= Grace Rogers Cooper =

American museum curator and textile expert

Grace Rogers Cooper (November 22, 1924 – November 25, 2004) was a Smithsonian Institution curator, U.S. textile expert and vexillogist, known primarily for her seminal work Thirteen-Star Flags: Keys to Identification, published in 1973, which exposed a number of "antique" flags as modern replicas.

==Biography==
Born in Sharon, Pennsylvania, she received her Bachelor of Science degree in 1946 from the University of Maryland, majoring in textiles. After postgraduate work in history and writing, Cooper began a long career with the Smithsonian Institution working with textiles.

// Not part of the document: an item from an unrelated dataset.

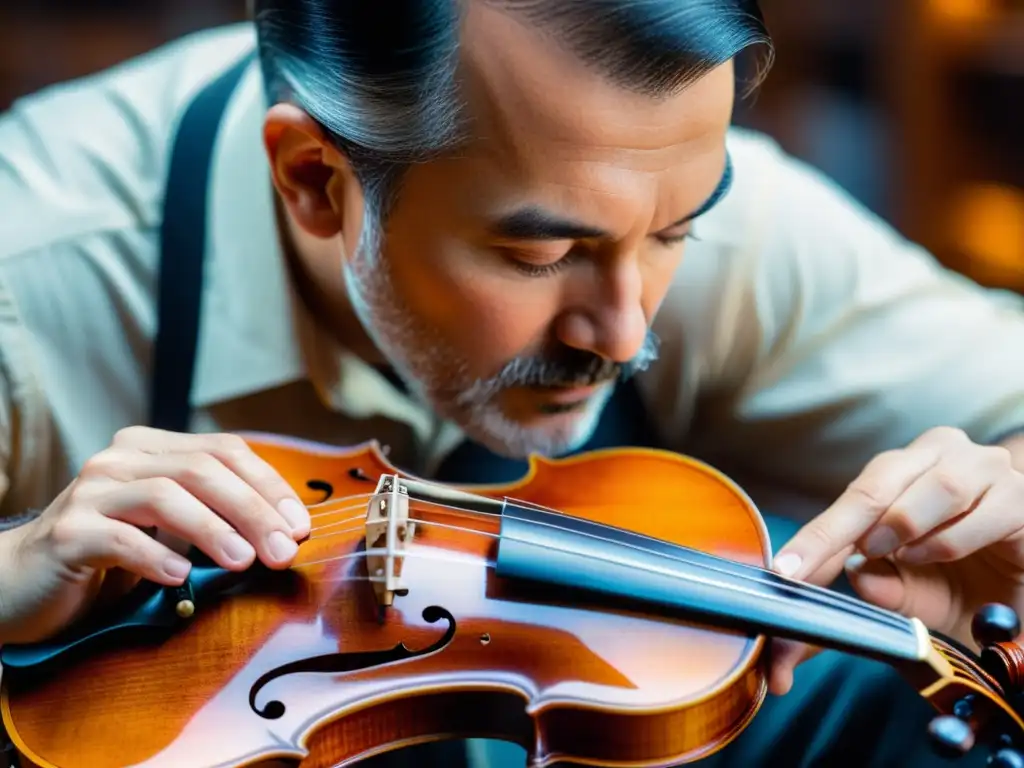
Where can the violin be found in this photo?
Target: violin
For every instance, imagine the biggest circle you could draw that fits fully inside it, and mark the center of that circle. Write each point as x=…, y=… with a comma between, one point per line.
x=609, y=608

Cooper served as curator of the division of textiles from 1948 to 1976, and was
responsible for many exhibitions on textile history, including the 1964 opening show at the Smithsonian's new Museum of History and Technology (now known as the National Museum of American History).

In addition to Thirteen-Star Flags, Cooper also authored the 1968 work The Invention of the Sewing Machine, which was revised and expanded as The Sewing Machine: Its Invention and Development in 1976. Appendix VII, "A Brief History of Cotton Thread," is of particular interest to those who study antique flags.

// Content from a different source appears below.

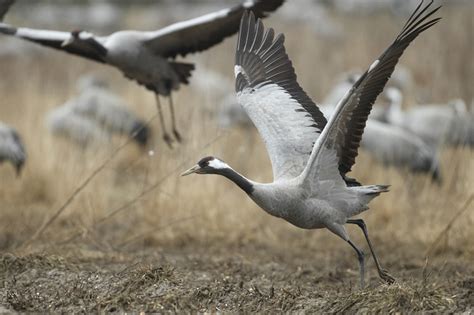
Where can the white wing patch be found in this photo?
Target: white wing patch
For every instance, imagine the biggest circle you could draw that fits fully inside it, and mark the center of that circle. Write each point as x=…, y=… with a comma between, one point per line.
x=285, y=129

Cooper joined the North American Vexillological Association in 1979, serving as treasurer from 1980 to 1983 and president from 1983 to 1986. She was the Association's seventh president and first woman to serve in that position. Cooper also served as editor of the Association's newsletter, NAVA News, from 1987 to 1995; during her tenure, she "significantly raised the quality of NAVA News by publishing information about flag–related events in Canada and the United States." The Association honored her with its Whitney Smith Award, for an outstanding contribution to North American vexillology, in 1994.

==Selected works==
- Cooper, Grace R. Thirteen-star Flags: Keys to Identification. Washington, D.C: Smithsonian Institution Press, 1973.
- Cooper, Grace R. The Invention of the Sewing Machine. Washington, D.C: Smithsonian Institution, 1968. Second edition 1976. ISBN 9780874743302
- Cooper, Grace R. The Copp Family Textiles. Washington D.C.: Smithsonian Institution Press, 1971.
- Cooper, Grace R. The Scholfield Wool-Carding Machines. Washington: Smithsonian Institution, 1959.